ADPKD accounts for roughly 5‑10% of end‑stage renal disease cases, translating into billions of dollars in annual healthcare expenditures across Europe and the United States. Population‑based sequencing studies have revealed a prevalence of 1 in 400 to 1,000, with considerable variability driven by PKD1, PKD2, and emerging atypical genes such as GANAB and DNAJB11. The disease’s systemic nature—encompassing hypertension, hepatic cysts, and vascular anomalies—creates a complex clinical picture that challenges traditional nephrology workflows, prompting a shift toward integrated care models that address both renal and extra‑renal manifestations.

Advances in imaging, particularly magnetic resonance volumetry, now allow clinicians to quantify total kidney volume (TKV) with high precision, a surrogate marker strongly linked to disease trajectory. Coupled with genotype‑phenotype correlations, these tools enable risk stratification at an earlier stage than serum creatinine alone. The 2025 KDIGO guideline recommends incorporating TKV and pathogenic variant data into treatment algorithms, emphasizing shared decision‑making. Genetic panels that include rare alleles (e.g., ALG8, ALG9, IFT140) further refine prognostic estimates, helping identify patients who may benefit most from early intervention.

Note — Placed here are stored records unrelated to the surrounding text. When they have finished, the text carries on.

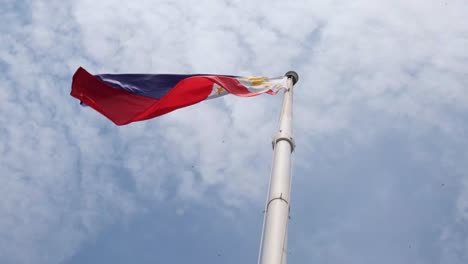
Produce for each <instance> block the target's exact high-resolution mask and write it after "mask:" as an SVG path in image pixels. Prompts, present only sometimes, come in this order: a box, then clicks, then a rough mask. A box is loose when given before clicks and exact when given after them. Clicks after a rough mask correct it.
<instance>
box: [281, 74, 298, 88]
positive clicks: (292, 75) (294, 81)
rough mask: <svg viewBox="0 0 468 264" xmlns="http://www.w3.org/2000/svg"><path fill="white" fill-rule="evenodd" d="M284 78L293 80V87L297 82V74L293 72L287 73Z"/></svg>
mask: <svg viewBox="0 0 468 264" xmlns="http://www.w3.org/2000/svg"><path fill="white" fill-rule="evenodd" d="M284 76H286V77H288V78H291V79H292V80H293V85H295V84H296V83H297V82H298V81H299V74H297V72H295V71H288V72H287V73H286V74H285V75H284Z"/></svg>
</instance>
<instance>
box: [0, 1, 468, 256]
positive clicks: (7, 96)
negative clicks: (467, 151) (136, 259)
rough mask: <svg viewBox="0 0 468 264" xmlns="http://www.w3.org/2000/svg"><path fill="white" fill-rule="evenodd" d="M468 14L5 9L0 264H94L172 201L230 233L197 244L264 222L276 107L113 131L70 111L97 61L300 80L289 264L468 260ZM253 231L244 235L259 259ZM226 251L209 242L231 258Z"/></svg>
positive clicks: (114, 67)
mask: <svg viewBox="0 0 468 264" xmlns="http://www.w3.org/2000/svg"><path fill="white" fill-rule="evenodd" d="M467 11H468V5H467V4H466V3H464V1H448V2H431V3H428V2H427V1H411V3H407V1H392V2H390V1H384V2H379V3H375V2H373V1H367V0H360V1H354V2H352V3H351V2H347V1H315V2H314V3H313V4H311V3H309V2H308V1H296V2H295V3H294V4H291V3H286V2H284V1H256V2H250V3H245V2H241V1H228V2H219V1H186V2H184V3H181V2H173V1H166V2H165V1H159V2H158V3H154V1H138V3H130V2H128V3H121V4H118V5H117V4H116V3H115V2H112V1H99V2H96V1H88V0H82V1H74V2H73V3H63V1H33V2H29V1H24V2H21V1H19V2H18V1H8V0H7V1H6V2H5V3H4V4H3V6H2V8H1V9H0V15H1V17H2V18H4V23H3V24H2V25H1V26H0V33H1V35H2V41H1V42H0V70H1V73H2V74H1V75H0V113H2V114H1V115H0V157H1V158H0V168H1V172H2V173H1V177H0V195H1V199H0V215H2V217H1V219H0V231H1V232H0V262H2V263H66V262H67V261H69V262H73V261H75V262H79V261H80V256H84V255H86V252H87V251H89V247H88V246H89V244H90V243H91V241H94V240H96V241H100V239H102V236H104V235H105V232H104V231H103V230H106V229H107V228H110V227H111V226H117V227H122V226H125V225H128V226H129V227H128V228H130V229H131V230H133V229H132V226H133V224H132V223H134V221H136V220H135V219H140V218H142V217H143V218H144V217H145V215H146V214H148V212H153V213H154V211H155V210H162V209H161V208H160V207H159V206H160V205H161V204H162V203H164V202H170V203H171V204H172V205H174V207H175V209H172V208H165V209H164V210H167V211H163V212H161V214H164V213H167V212H169V211H171V210H173V211H176V213H177V214H179V215H183V214H185V213H187V212H189V211H190V210H188V209H187V208H199V209H200V210H203V211H204V212H205V210H206V213H207V215H210V216H211V218H212V219H214V220H207V219H205V218H203V217H202V216H198V217H197V218H196V219H197V220H198V221H199V223H198V224H199V225H200V226H201V228H200V230H206V226H209V225H210V224H212V223H213V221H217V220H219V219H224V221H226V229H228V228H231V227H232V226H236V225H235V223H236V222H237V221H239V220H236V219H239V218H242V217H245V219H248V220H249V221H253V222H255V224H254V225H257V224H259V223H258V221H260V219H261V216H259V218H258V219H256V218H255V219H254V218H253V216H252V215H251V214H250V211H255V212H257V211H261V207H262V205H263V202H264V201H263V199H264V197H265V193H266V188H267V184H268V176H269V173H270V162H271V149H270V140H271V136H272V135H273V133H274V131H275V128H276V122H277V118H278V114H279V105H280V102H281V97H280V96H276V97H270V96H262V97H258V98H249V99H245V98H235V97H225V98H222V99H219V100H211V101H208V102H204V103H201V104H199V105H197V106H193V107H190V108H186V109H181V110H178V111H176V112H173V113H171V114H170V115H167V116H163V117H161V118H158V119H155V120H151V121H148V122H141V123H137V124H132V125H130V126H126V127H115V126H113V125H112V124H111V123H110V122H108V121H107V120H106V119H105V118H103V117H101V116H99V115H98V114H97V113H95V112H93V111H92V110H91V109H89V108H80V107H79V106H78V104H77V102H76V101H75V100H74V99H73V98H71V97H70V96H69V91H70V89H69V86H70V80H71V76H72V74H73V71H74V70H75V69H76V68H77V67H78V66H84V67H86V68H87V69H89V70H90V71H91V72H96V73H98V72H99V73H107V72H160V73H164V72H168V73H170V72H178V73H189V72H197V73H220V74H223V73H224V74H238V75H250V74H255V75H258V74H261V75H270V76H276V75H281V74H283V73H284V72H286V71H288V70H290V69H293V70H296V71H297V72H299V74H300V75H301V76H300V78H301V80H300V82H299V84H298V86H297V89H296V95H295V102H296V104H295V128H294V132H295V139H296V142H297V145H298V147H297V151H296V153H295V155H294V164H295V167H294V170H293V171H294V186H293V208H292V214H293V218H292V221H291V239H290V241H291V242H290V249H291V257H290V261H291V262H319V263H327V262H329V263H342V262H346V263H363V262H364V263H367V262H371V261H372V262H376V261H378V262H379V263H395V262H398V263H451V264H456V263H465V262H466V261H467V260H468V255H467V253H466V252H468V229H467V228H466V226H467V224H468V214H467V210H468V175H467V174H468V172H467V171H466V166H465V165H464V164H468V152H467V151H466V149H467V147H468V142H467V140H466V135H467V131H468V123H467V118H466V116H467V112H468V109H467V106H468V93H467V92H466V87H467V86H468V76H467V75H466V72H468V56H467V55H466V52H465V47H466V46H468V21H467V20H466V19H465V14H466V13H467ZM156 208H159V209H156ZM149 214H151V213H149ZM247 215H249V216H248V217H247ZM170 221H171V220H170V219H167V218H165V217H160V221H156V222H155V223H152V224H149V223H148V224H147V225H148V228H152V227H160V226H164V225H165V224H166V223H167V222H170ZM210 221H212V222H210ZM245 221H247V220H245ZM256 221H257V222H256ZM136 222H138V221H136ZM203 222H206V223H204V224H203ZM248 223H251V224H252V222H248ZM248 223H246V224H248ZM180 224H181V225H184V223H180ZM185 224H187V223H185ZM153 225H154V226H153ZM122 228H123V227H122ZM204 228H205V229H204ZM117 229H118V228H117ZM135 230H136V229H135ZM217 230H218V232H220V233H222V232H225V230H224V231H223V228H222V227H219V228H218V229H217ZM251 231H252V230H251V229H248V228H246V229H244V228H241V227H240V228H238V227H236V228H235V231H232V232H233V233H236V234H237V235H236V236H235V238H236V239H239V241H245V243H246V244H249V245H250V244H256V242H257V241H258V237H256V236H255V237H254V236H253V235H252V234H249V232H251ZM193 232H194V233H193V234H194V236H195V235H200V233H197V232H199V231H193ZM200 232H201V231H200ZM233 233H231V235H233ZM103 234H104V235H103ZM134 239H135V241H137V242H138V238H134ZM174 239H176V238H174ZM217 239H218V240H216V241H207V242H206V243H208V245H210V244H209V243H212V244H211V245H213V244H216V243H218V244H223V243H226V244H228V242H227V241H224V240H223V238H222V237H217ZM224 239H225V238H224ZM175 241H176V240H175ZM139 242H140V243H143V242H141V241H139ZM129 243H132V241H129ZM185 243H187V244H183V245H185V246H187V247H188V248H190V247H195V246H194V244H196V242H193V244H190V242H185ZM240 243H242V242H240ZM175 245H178V244H177V243H175ZM181 246H182V245H181ZM87 248H88V249H87ZM156 253H157V254H160V255H161V254H164V253H162V252H156ZM233 255H234V254H233ZM164 256H165V255H164ZM101 257H102V256H101ZM168 257H169V256H168ZM193 257H195V258H196V257H197V255H196V254H194V255H193ZM198 257H199V258H200V261H202V260H203V258H204V257H205V256H204V255H198ZM103 258H104V257H103ZM178 258H182V257H181V256H172V257H171V260H173V262H177V260H181V259H178ZM231 260H233V259H231ZM235 260H236V261H244V262H247V261H255V259H254V258H252V255H250V253H249V254H246V257H245V259H238V258H236V259H235ZM91 261H92V259H91ZM148 261H149V260H148ZM226 262H227V263H230V262H229V260H226Z"/></svg>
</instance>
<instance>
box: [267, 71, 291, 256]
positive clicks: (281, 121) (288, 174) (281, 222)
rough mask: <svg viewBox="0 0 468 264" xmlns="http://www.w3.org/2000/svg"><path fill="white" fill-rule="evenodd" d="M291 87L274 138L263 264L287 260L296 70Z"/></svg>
mask: <svg viewBox="0 0 468 264" xmlns="http://www.w3.org/2000/svg"><path fill="white" fill-rule="evenodd" d="M285 75H286V76H287V77H288V89H287V90H286V91H285V92H284V97H283V108H282V110H281V116H280V121H279V131H278V133H277V134H276V135H275V137H274V138H273V164H272V171H271V180H270V190H269V193H268V199H267V205H266V208H265V214H266V215H265V223H264V230H263V238H262V245H261V253H260V254H261V257H260V261H261V264H286V263H287V239H288V220H289V201H290V193H291V153H292V152H293V151H294V147H295V145H294V140H293V138H292V103H293V87H294V84H296V83H297V81H298V80H299V75H298V74H297V73H296V72H294V71H289V72H287V73H286V74H285Z"/></svg>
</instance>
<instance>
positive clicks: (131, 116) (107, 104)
mask: <svg viewBox="0 0 468 264" xmlns="http://www.w3.org/2000/svg"><path fill="white" fill-rule="evenodd" d="M286 87H287V84H286V77H279V78H266V77H239V76H228V75H209V74H189V75H177V74H100V75H91V74H90V73H88V72H87V71H86V70H85V69H83V68H81V67H80V68H79V69H78V70H77V71H76V72H75V74H74V75H73V83H72V90H71V95H72V96H73V97H75V98H77V99H78V100H80V101H81V102H82V103H84V104H86V105H88V106H90V107H92V108H93V109H95V110H96V111H98V112H99V113H101V114H103V115H104V116H106V117H107V118H109V119H110V120H112V121H113V122H114V123H115V124H117V125H126V124H129V123H131V122H135V121H141V120H146V119H150V118H154V117H157V116H160V115H163V114H166V113H169V112H171V111H174V110H176V109H179V108H182V107H185V106H189V105H193V104H196V103H198V102H201V101H203V100H207V99H211V98H216V97H219V96H223V95H226V94H234V95H237V96H244V97H247V96H256V95H259V94H263V93H268V94H276V93H277V92H278V91H279V90H280V89H282V88H286Z"/></svg>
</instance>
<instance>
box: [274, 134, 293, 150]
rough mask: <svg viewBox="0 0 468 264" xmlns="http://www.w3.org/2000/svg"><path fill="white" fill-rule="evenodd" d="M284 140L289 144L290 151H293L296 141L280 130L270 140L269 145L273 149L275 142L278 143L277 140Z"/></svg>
mask: <svg viewBox="0 0 468 264" xmlns="http://www.w3.org/2000/svg"><path fill="white" fill-rule="evenodd" d="M282 140H284V141H286V142H288V143H289V145H291V153H293V152H294V149H295V148H296V143H295V142H294V139H293V138H292V137H291V136H288V135H285V134H284V133H282V132H279V133H278V134H277V135H276V136H275V137H274V138H273V140H272V142H271V146H272V148H273V149H275V146H276V144H278V142H280V141H282Z"/></svg>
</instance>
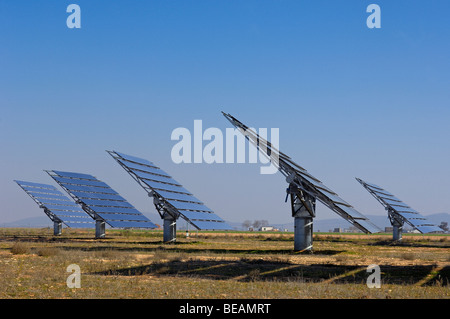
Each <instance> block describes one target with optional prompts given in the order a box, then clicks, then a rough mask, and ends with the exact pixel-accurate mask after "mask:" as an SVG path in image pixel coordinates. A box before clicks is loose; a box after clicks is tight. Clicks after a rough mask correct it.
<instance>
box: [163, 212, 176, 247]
mask: <svg viewBox="0 0 450 319" xmlns="http://www.w3.org/2000/svg"><path fill="white" fill-rule="evenodd" d="M176 240H177V221H176V220H175V219H173V218H172V217H167V218H164V229H163V242H164V243H171V242H175V241H176Z"/></svg>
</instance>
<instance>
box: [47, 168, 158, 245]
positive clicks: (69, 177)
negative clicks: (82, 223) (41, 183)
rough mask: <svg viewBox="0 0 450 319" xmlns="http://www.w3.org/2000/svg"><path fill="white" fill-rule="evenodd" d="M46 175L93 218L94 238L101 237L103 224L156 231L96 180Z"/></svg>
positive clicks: (48, 172) (89, 177)
mask: <svg viewBox="0 0 450 319" xmlns="http://www.w3.org/2000/svg"><path fill="white" fill-rule="evenodd" d="M46 172H47V173H48V174H49V175H50V176H51V177H52V178H53V179H54V180H55V181H56V182H57V183H58V184H59V185H60V186H61V187H62V188H63V189H64V190H65V191H66V192H67V193H68V194H69V195H70V196H71V197H72V198H73V199H74V200H75V202H77V203H78V204H80V205H81V207H82V208H83V210H84V211H85V212H86V213H88V214H89V215H90V216H91V217H92V218H93V219H95V222H96V224H95V229H96V234H95V236H96V237H97V238H101V237H104V236H105V227H106V224H108V225H109V226H111V227H113V228H156V225H155V224H153V223H152V222H151V221H150V220H149V219H148V218H147V217H145V216H144V215H143V214H142V213H141V212H140V211H138V210H137V209H136V208H134V207H133V205H131V204H130V203H129V202H128V201H127V200H126V199H125V198H123V197H122V196H120V195H119V194H118V193H117V192H116V191H114V190H113V189H112V188H111V187H110V186H109V185H107V184H106V183H104V182H102V181H100V180H98V179H97V178H96V177H94V176H92V175H89V174H80V173H73V172H62V171H55V170H53V171H46Z"/></svg>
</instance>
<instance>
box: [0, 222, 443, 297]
mask: <svg viewBox="0 0 450 319" xmlns="http://www.w3.org/2000/svg"><path fill="white" fill-rule="evenodd" d="M161 240H162V232H161V231H137V230H136V231H134V230H122V231H120V230H107V238H104V239H97V240H96V239H94V233H93V231H87V230H72V229H64V230H63V235H62V236H58V237H55V236H53V235H52V230H51V229H10V228H3V229H0V298H2V299H5V298H13V299H17V298H20V299H23V298H32V299H37V298H43V299H50V298H58V299H59V298H89V299H93V298H96V299H97V298H114V299H115V298H130V299H131V298H133V299H134V298H155V299H159V298H171V299H175V298H176V299H178V298H189V299H191V298H224V299H240V298H270V299H277V298H283V299H285V298H302V299H303V298H315V299H317V298H320V299H322V298H351V299H353V298H376V299H378V298H382V299H385V298H393V299H396V298H402V299H405V298H406V299H415V298H427V299H449V298H450V285H449V281H450V236H448V235H434V236H422V235H404V240H403V241H402V243H400V244H393V243H392V242H391V236H390V235H356V234H355V235H351V234H349V235H345V234H340V235H336V234H315V235H314V251H313V252H312V253H304V254H298V253H294V252H293V251H292V248H293V234H292V233H258V232H255V233H243V232H242V233H241V232H198V233H195V232H191V234H190V236H189V238H186V236H185V233H183V232H179V233H178V241H177V243H173V244H163V243H162V242H161ZM71 264H76V265H78V266H79V267H80V270H81V287H80V288H68V286H67V283H66V280H67V278H68V276H69V275H71V273H69V272H67V267H68V266H69V265H71ZM371 264H376V265H379V266H380V270H381V287H380V288H368V286H367V285H366V281H367V277H368V276H369V273H368V272H367V266H368V265H371Z"/></svg>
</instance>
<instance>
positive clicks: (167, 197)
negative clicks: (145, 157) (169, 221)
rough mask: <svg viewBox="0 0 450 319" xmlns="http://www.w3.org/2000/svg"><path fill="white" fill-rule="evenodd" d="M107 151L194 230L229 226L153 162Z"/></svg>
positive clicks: (219, 227) (135, 179) (177, 216)
mask: <svg viewBox="0 0 450 319" xmlns="http://www.w3.org/2000/svg"><path fill="white" fill-rule="evenodd" d="M107 152H108V153H109V154H110V155H111V156H112V157H113V158H114V159H115V160H116V161H117V162H118V163H119V164H120V165H121V166H122V167H123V168H124V169H125V170H126V171H127V172H128V173H129V174H130V175H131V176H132V177H133V178H134V179H135V180H136V181H137V182H138V183H139V184H140V185H141V186H142V187H143V188H144V189H145V190H146V191H147V192H148V194H151V195H152V196H153V197H155V196H156V197H157V198H158V200H159V201H160V202H161V203H163V205H164V207H165V209H168V210H169V211H171V212H173V213H174V214H176V215H177V216H176V217H178V216H181V217H182V218H183V219H185V220H186V221H187V222H188V223H190V224H191V225H193V226H194V227H195V228H197V229H214V230H230V229H232V227H230V226H229V225H228V224H227V223H226V222H225V221H224V220H223V219H222V218H220V217H219V216H218V215H216V214H215V213H214V212H213V211H212V210H211V209H210V208H208V207H207V206H205V205H204V203H202V202H201V201H200V200H199V199H198V198H196V197H195V196H194V195H192V194H191V193H190V192H189V191H188V190H187V189H186V188H184V187H183V186H182V185H181V184H180V183H178V182H177V181H176V180H174V179H173V178H172V177H171V176H170V175H169V174H167V173H166V172H165V171H163V170H162V169H160V168H159V167H158V166H156V165H155V164H154V163H152V162H150V161H148V160H146V159H143V158H139V157H135V156H131V155H127V154H124V153H120V152H117V151H107ZM160 214H161V213H160ZM161 217H162V216H161Z"/></svg>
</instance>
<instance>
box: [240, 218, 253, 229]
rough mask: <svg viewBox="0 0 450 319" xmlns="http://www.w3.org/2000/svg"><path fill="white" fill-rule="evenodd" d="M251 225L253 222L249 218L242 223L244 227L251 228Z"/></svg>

Therapeutically, tolvaptan remains the only approved disease‑modifying agent, demonstrating a 30‑35% reduction in the rate of eGFR decline in high‑risk cohorts. Ongoing trials explore novel pathways—cAMP signaling, metabolic reprogramming, and ciliary function—offering hope for additional oral agents with fewer side effects. Concurrently, lifestyle interventions such as weight management and protein moderation have shown modest benefits in slowing cyst growth. The future of ADPKD care lies in a holistic, multidisciplinary framework that blends precision genetics, advanced imaging, pharmacologic innovation, and patient‑focused education to curb progression and improve quality of life.